Although amplifying the 310-bp fragment of the 28S-rDNA gene is considered suitable for identifying Paratanaisia spp. in kidney tissues, the short amplicons proved to be unreliable for species identification and phylogenetic inferences. In contrast, the primers targeting an 800-bp fragment of the 18S-rDNA gene were specifically designed for trematodes, and the sequence of the region covered is highly polymorphic among trematode species (Routtu et al. 2014).

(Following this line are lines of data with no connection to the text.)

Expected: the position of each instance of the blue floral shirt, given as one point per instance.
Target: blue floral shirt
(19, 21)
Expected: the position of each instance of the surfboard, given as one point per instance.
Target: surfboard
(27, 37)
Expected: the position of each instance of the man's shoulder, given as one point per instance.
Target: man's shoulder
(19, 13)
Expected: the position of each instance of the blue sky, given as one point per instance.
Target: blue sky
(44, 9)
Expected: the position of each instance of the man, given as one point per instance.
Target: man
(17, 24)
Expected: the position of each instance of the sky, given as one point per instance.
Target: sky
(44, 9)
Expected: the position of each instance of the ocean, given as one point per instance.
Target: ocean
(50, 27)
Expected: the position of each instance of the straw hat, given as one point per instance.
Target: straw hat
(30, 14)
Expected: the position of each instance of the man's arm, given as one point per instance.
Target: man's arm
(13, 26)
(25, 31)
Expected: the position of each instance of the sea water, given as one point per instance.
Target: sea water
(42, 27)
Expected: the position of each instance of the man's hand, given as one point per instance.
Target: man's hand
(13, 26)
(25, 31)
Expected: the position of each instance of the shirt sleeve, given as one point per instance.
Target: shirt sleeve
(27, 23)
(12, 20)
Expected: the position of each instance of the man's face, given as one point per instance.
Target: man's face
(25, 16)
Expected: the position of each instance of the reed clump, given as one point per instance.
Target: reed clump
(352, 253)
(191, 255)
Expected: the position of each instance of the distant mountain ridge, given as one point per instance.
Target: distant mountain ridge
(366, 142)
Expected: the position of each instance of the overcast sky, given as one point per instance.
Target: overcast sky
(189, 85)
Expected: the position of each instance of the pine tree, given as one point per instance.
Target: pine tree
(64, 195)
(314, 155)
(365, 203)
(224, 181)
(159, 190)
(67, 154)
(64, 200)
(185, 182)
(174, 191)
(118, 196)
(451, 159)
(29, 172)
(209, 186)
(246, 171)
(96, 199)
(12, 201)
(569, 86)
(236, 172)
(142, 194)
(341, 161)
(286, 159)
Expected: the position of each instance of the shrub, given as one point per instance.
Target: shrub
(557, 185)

The phylogenetic analysis based on Bayesian inference separated the trematode genus accurately. However, some discrepancies were observed between the morphological and molecular evaluations at the species level. For instance, specimens #2, #3, and #4 were morphologically classified as P. confusa and clustered together with P. bragai, but were separated from specimen #1, also morphologically classified as P. confusa. The discrepancies in parasite identity could be due to the presence of more than one species cohabiting the same kidney, as observed in Specimens #8, #9, and #10. Furthermore, the lack of P. confusa and P. robusta 28S and 18S rDNA sequences in the GenBank database precluded any robust phylogenetic inferences. Moreover, these two trematodes have rarely been described in the literature. It is possible the targeted genetic regions used in our study were conserved, precluding accurately differentiating between Paratanaisia species. The Paratanaisia genus would benefit from additional molecular data from each of its constituent species. Further molecular studies may elucidate the specific genetic differences, thereby improving the alpha-taxonomy and indicating whether three species or a single polymorphic species is valid.

A histopathological evaluation was used in this study as a screening tool for further molecular analysis; therefore, all the samples were known to contain trematode parasites. However, not all the samples yielded positive results from the DNA amplification. The failure to successfully amplify some of the FFPE samples may be attributed to the absence of parasites in the small fragment of kidney tissue removed from the histology block. In addition, processing the material for histopathology using chemical reagents such as formalin may disrupt long DNA chains, thereby reducing sensitivity and preventing the amplification of long fragments. This might explain the negative results for the 18S rDNA fragment amplifications from the FFPE samples. Nevertheless, the results suggest there is value in screening FFPE tissues.

Conclusion

The histopathological findings in the urinary tissue of infected birds suggested that Paratanaisia species have pathogenic potential in a wide range of hosts. Although species determination was not successful, the phylogenetic inferences showed that all parasites examined in this study belonged to the same genus. More studies aiming to amplify larger ribosomal DNA fragments, as well as other genes, will add to the ability to make phylogenetic inferences and help to clarify the taxonomy.